If I seek solitude and endeavour to turn my gaze into my own soul – will I find who I am, what I am? Will I understand my place in life?
            What is it that defines me?

Interestingly enough, eastern religious traditions have various ways of introspection, meditation and techniques to meet some of these questions, but the goal is not to find oneself, but to lose oneself. The bliss of Nirvana entails a self-depletion, the moksha in Hindu experience aims to be free from the wheel of life, of the things that bind one to this world.

What defines me is not found in myself, as much as it is found in relations to God and to others. Even a hermit relates – most often to God, if he is a Christian hermit; and the relationship between him and God defines who and what – and why – he is.
            My relationship to God defines me. I do not exist apart from it; I am in constant interaction with God. God does not tell me who I am or what I am or why I am. I do not find a word in the Bible which in itself gives me my identity. I am a living being and God is a living God. It is the relationship that defines me.
Two of our sons and I
            My family defines me. I am Petter’s daughter; I am Helga’s daughter.  The old saying ’blood is thicker than water’, holds true. My parents have given me my genetic makeup, and I resemble them or other family relations. I am a sister. My siblings resonate my being, because they are in many ways similar to me. We have the same genetic pool, but we also have a deep and genuine love for each other. Our relationship defines us. These are factors we are born into and do not choose. They are given. In a quest for identity, we have a given, an a priori base.

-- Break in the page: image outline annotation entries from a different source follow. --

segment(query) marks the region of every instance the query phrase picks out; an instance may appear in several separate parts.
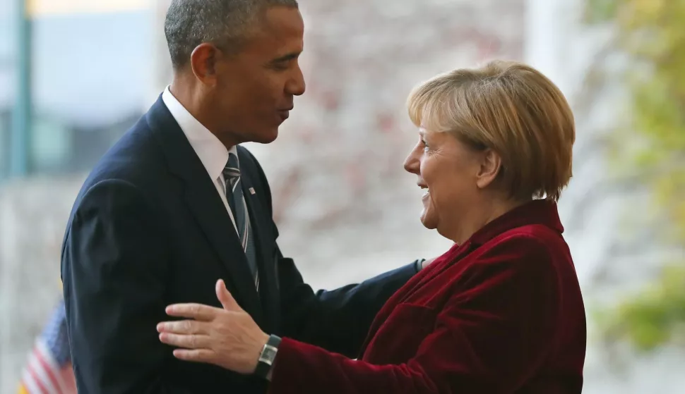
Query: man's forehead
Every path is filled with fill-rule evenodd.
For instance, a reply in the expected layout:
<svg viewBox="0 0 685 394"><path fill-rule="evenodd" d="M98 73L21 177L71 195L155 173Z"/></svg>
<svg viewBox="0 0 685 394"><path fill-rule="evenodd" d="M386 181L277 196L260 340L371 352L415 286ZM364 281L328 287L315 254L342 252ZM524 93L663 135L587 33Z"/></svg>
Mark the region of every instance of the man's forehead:
<svg viewBox="0 0 685 394"><path fill-rule="evenodd" d="M245 51L274 59L297 57L304 49L304 27L297 8L272 7L247 39Z"/></svg>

            My relationships define me further: I am a wife. I am a mother. I am a mother-in-law.  Being female is a pre-requisite for these relationships and these roles. For many years I was primarily Mrs Lund or the mother of my sons – my roles pointed to who I was in society. Secondly I was a teacher, but only to some (my students). There is no conflict between being defined by roles, acting out the roles, and being the one I am. The roles that define me are primary relationships, not my deeds, not what I do.
I am a friend. I am an acquaintance. I am a possible friend – to someone new.
Lastly: I am a sister in Christ. Wow! This relationship, which is a given, is international, global – even eternal! It blasts the borders of place and the limits of time.

Initially I bemoaned the need for defining one’s own world, for creating new solutions and not carrying on traditions, but one thing never changes: that our true identity is not in our selves only, but in our relationships. To bring out who we are, we face our Maker, the God of the Bible. To share who we are, we interact in our primary relations.